Filename exampleLightroom template
a12345a{Image # (00001)»}

By changing the first letter when the index number reaches 99999, this simple filename convention will be good for 2,600,000 images. Still managing to hit z99999? Then start again with aa00001.

A hidden gem

Here’s an extra tip: I don’t always wait to reach 99999 before changing the first letter. Instead, I change it when I upgrade my main camera body. That way, the first letter gives me some indication of the vintage of a photo, if not the specific camera. For instance, I know that anything starting with “f” is from after I got the Canon 5D Mk III, whereas “c” is from the 5D Mk I era, and “a” harks back to the Canon 10D. I reserve “b” specifically for scanned slides from my pre-digital days. If I have to go back and edit an old photo then the filename instantly acts as a reminder to take extra care about digital noise, dust spots, and a whole host of other problems that plagued “early” digital photography.

Adding more info to filenames

Depending on how and why photographers are shooting, many advocate adding more info into the filename such as the client’s name or shoot name, the photographer’s name, camera body, etc. This is a good idea if your photos risk getting orphaned or lost. Keep in mind though that all this info can be managed with metadata and added to file names on export if necessary. Take a look at how your photos are being used, and who you’re routinely sharing them with, to decide what’s really necessary in a filename. As Einstein once said, “Make it as simple as possible, but no simpler.”

Putting it all together

If you follow all these tried and tested methods for filing and naming photos, then it will provide an excellent bedrock for your digital workflow. It may take a bit of time and money to set up initially, especially if you haven’t already got the right hardware and software. But a good database workflow will pay huge dividends in the long run. 

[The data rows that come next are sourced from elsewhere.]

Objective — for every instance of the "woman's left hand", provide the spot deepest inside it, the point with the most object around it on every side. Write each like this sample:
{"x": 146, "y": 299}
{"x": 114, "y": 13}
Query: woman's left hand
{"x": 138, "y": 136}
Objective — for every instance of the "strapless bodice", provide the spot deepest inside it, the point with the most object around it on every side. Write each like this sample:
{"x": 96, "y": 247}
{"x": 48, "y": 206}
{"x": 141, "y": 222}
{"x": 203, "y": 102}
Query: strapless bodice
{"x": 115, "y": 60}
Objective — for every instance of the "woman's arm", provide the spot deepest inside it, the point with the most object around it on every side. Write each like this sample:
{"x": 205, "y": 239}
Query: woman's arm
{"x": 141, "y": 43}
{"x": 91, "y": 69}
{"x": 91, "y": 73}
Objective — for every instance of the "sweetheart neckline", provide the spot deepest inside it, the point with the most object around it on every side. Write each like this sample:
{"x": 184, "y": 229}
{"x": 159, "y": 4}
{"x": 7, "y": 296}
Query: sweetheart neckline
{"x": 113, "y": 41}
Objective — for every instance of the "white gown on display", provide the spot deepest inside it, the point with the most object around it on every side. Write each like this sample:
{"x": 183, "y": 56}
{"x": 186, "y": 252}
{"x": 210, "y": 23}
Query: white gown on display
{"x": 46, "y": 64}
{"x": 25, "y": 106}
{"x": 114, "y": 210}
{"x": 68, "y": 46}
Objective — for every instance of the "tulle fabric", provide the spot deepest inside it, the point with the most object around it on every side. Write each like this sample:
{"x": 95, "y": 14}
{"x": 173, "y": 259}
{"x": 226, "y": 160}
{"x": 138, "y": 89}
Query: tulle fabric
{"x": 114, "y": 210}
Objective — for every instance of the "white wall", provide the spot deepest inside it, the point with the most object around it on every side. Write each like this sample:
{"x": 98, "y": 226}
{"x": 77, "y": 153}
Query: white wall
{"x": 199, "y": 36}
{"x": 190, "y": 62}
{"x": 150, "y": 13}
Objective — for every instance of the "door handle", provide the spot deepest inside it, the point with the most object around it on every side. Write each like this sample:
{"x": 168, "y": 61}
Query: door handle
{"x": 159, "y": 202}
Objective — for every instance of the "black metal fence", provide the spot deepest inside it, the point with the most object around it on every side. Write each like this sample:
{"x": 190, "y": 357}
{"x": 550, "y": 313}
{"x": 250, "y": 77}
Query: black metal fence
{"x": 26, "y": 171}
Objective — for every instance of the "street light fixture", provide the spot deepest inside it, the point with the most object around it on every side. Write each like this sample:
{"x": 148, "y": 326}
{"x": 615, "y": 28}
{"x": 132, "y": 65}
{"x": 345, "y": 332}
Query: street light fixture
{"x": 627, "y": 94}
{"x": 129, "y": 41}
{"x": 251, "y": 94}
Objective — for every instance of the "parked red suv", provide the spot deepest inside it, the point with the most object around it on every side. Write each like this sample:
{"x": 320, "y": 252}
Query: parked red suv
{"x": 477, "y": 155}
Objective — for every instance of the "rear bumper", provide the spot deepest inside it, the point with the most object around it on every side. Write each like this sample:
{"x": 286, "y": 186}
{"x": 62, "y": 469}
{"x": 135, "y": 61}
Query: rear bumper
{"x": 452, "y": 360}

To summarise, here are the steps to take right now:-

  • Make sure you have sufficient disk space for your photos, with extra space for at least the next couple of years.
  • Set up a solid backup system.
  • Invest in DAM software such as Adobe Lightroom.
  • Choose and set up a folder and file naming convention that suites your type of photography.
  • Get all your photos organised into this new workflow.

Finally, be sure to stick with it: make sure all new photos are organised, named and backed up consistently. The system that you choose is not so important as making sure that you keep using it.